A dear friend of mine asked me to recommend something for breakfast. The brief was a good simple porridge with chia seeds. Something healthy but filling and that keeps you full for ages and is low in sugar. To remain sated for a long time a meal needs to have a low GI that is, to not give you a blood sugar spike. The meal should contain protein and good fat plus, for health, some raw fruits and/or veggies.

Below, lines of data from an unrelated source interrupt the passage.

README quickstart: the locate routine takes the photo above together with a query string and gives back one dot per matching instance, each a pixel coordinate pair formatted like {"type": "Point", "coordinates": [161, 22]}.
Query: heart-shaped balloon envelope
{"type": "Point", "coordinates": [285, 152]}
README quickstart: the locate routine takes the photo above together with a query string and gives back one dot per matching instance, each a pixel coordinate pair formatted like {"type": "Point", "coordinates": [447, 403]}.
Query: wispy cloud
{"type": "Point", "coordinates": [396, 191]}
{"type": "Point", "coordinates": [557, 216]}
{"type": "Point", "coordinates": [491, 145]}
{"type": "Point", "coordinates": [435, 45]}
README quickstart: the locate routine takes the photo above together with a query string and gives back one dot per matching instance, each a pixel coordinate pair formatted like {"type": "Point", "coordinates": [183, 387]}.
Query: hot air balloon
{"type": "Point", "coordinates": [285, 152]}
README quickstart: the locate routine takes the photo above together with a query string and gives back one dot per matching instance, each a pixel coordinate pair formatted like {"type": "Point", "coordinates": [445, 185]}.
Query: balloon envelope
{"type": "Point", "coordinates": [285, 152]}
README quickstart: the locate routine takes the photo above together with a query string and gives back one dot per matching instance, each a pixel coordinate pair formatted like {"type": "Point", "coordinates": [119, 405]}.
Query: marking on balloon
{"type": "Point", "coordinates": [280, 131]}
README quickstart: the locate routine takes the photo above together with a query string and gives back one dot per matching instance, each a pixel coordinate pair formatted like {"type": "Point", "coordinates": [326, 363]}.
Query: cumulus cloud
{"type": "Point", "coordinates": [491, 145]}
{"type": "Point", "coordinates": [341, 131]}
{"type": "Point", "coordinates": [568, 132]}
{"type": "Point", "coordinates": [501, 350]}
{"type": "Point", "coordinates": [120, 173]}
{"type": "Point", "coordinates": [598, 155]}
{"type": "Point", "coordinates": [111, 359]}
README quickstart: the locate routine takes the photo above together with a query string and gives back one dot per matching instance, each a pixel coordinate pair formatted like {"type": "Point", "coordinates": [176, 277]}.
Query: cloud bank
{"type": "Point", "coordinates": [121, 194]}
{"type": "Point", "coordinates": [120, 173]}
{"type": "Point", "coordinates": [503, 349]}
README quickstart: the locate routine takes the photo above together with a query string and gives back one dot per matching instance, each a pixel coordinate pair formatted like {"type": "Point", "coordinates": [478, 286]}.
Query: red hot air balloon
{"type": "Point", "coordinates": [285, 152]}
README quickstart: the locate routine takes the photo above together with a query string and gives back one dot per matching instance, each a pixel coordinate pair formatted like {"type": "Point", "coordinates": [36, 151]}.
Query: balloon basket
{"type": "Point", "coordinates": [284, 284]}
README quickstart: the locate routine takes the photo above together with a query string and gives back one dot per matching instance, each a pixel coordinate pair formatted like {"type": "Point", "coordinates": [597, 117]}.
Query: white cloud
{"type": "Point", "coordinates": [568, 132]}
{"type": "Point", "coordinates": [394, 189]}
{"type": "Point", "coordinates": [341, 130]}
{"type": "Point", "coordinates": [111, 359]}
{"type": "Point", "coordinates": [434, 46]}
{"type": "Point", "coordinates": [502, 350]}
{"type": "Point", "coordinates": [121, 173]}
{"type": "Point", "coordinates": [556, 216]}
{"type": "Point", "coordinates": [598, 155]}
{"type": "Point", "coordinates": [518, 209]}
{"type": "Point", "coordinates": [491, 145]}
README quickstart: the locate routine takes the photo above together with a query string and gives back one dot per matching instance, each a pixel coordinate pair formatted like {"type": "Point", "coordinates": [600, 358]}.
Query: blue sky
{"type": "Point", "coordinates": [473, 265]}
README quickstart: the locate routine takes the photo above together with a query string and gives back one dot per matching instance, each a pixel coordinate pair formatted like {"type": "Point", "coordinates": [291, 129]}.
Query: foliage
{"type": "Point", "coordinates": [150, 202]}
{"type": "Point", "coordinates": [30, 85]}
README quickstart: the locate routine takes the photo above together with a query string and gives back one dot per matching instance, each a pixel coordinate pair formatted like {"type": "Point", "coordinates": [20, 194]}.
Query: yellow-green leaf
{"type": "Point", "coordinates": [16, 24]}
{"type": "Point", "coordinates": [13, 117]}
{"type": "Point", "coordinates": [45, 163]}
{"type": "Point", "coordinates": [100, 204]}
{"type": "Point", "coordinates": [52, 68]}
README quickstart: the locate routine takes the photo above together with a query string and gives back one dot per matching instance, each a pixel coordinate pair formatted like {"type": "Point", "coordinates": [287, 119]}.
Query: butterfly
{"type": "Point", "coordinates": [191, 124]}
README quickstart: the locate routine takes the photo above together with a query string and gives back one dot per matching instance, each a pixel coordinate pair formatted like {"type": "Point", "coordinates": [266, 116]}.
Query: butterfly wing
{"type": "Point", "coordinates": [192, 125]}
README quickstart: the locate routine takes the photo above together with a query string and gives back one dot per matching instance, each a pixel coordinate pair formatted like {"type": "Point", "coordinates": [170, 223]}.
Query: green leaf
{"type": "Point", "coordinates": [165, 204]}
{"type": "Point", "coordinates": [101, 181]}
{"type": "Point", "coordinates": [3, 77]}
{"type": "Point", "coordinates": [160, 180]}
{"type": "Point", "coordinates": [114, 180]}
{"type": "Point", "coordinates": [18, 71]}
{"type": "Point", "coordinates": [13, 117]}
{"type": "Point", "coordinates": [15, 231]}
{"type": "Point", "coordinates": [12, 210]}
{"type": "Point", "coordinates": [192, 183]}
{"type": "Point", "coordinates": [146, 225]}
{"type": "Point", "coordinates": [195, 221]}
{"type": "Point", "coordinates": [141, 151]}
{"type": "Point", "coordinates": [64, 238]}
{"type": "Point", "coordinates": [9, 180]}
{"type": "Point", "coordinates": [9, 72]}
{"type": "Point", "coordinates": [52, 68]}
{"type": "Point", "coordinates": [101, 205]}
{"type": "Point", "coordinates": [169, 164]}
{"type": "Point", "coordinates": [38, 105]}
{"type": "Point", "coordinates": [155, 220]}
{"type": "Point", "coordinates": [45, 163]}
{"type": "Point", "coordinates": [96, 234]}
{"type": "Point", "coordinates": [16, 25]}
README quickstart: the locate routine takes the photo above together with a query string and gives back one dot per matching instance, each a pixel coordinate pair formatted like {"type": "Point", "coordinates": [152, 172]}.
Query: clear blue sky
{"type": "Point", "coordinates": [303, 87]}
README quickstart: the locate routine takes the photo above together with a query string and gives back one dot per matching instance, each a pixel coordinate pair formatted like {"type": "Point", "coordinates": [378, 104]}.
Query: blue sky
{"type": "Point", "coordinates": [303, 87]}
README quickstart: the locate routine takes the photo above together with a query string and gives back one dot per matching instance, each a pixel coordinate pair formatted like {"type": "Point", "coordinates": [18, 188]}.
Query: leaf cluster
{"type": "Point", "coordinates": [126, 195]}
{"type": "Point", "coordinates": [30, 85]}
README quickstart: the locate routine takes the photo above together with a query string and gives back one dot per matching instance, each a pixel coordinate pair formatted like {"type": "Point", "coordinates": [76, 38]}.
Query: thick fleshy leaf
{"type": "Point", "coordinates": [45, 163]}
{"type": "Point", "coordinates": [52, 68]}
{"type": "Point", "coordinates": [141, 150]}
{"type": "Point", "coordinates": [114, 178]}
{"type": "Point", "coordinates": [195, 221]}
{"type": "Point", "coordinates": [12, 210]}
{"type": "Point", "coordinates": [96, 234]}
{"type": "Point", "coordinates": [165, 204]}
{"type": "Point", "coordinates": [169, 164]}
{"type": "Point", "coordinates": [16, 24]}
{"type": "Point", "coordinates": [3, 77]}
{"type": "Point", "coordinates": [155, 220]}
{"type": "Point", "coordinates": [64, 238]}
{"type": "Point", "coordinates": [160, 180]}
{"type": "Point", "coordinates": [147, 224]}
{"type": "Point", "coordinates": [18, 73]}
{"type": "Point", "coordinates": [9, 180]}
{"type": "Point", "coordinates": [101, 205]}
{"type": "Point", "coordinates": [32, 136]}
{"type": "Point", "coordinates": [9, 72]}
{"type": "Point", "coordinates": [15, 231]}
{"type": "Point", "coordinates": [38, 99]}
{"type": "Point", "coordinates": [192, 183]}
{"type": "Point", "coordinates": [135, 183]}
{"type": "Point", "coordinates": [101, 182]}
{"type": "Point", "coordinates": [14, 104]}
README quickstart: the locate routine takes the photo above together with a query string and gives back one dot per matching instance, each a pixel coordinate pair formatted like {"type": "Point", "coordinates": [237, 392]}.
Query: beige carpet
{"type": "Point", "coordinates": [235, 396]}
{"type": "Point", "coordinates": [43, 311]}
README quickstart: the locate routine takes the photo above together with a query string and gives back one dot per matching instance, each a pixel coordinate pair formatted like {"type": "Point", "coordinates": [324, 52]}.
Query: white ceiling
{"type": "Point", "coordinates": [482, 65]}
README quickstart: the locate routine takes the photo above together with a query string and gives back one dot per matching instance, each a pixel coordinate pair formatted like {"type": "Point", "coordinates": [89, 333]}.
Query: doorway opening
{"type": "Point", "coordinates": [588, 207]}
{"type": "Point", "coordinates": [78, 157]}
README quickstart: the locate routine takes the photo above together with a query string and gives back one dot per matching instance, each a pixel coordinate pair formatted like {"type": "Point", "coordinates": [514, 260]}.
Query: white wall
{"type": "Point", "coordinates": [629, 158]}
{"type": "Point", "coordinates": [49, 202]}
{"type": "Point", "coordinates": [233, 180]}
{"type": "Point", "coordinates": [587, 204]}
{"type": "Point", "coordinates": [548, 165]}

This is a porridge I made for Harvey recently. In the base of the bowl is a mashed banana. I made porridge with unsweetened soya milk and added in some cashew nuts instead of chia seeds. The nuts had been soaked and then blitzed in the coffee grinder so they resembled a cashew nut butter. This was served with some fresh raspberries and a heaped tsp of honey which you could leave out. The breakfast Harvey and I both enjoyed today is another I would recommend. It is particularly good for busy parents or working people as it can be made the night before and popped in the fridge. In fact it has to be.
- 40 g oats
- 200ml milk of choice (I used almond milk)
- 10g chia seeds
- Fruit of choice (I added an orange today)
- Handful of nuts e.g. today I added 10 pecans and 10 almonds (optional)
- The night before you want to eat breakfast, place oats, milk and chia seeds in a dish or tupperware pot and mix well
- Add fruit
- Cover and leave in fridge overnight
- In the morning, add nuts
By the morning, the chia seeds and oats will have absorbed the milk. This leaves a thick and creamy “porridge” consistency. Oats and milk are quite sweet anyway so they do not need sugar and adding fresh fruit makes it even sweeter.
The first time you make this, I recommend following the proportions given above so you end up with the correct consistency but then fiddle around with it to suit you.
Harvey loved this and ate it at home before hopping on the school bus. I took mine to work today and enjoyed eating it at my desk with a mug of black tea. A delicious start to the day and it kept me full for hours.
538 calories I was very organised on Sunday evening as not only did I make breakfast the night before but I also made lunch. It was very satisfying to go to bed and know I had healthy meals prepared and some good leftovers in the fridge to make mid week suppers quicker and therefore easier.
Lunch was a huge bowl of salad with another portion of the spicy peanut sauce. 423 calories I didn’t have many calories left for dinner. I earned 93 calories for doing a 20 minute walk at lunch time so I just had enough for spaghetti bolognaise because I made the “pasta” from spiralled courgette. The bolognaise is left over mince from Friday’s dinner and left over cooked carrots so that was a really quick and easy dinner. Harvey had spaghetti instead of courgette so I lightly steamed the courgettes over the pasta water.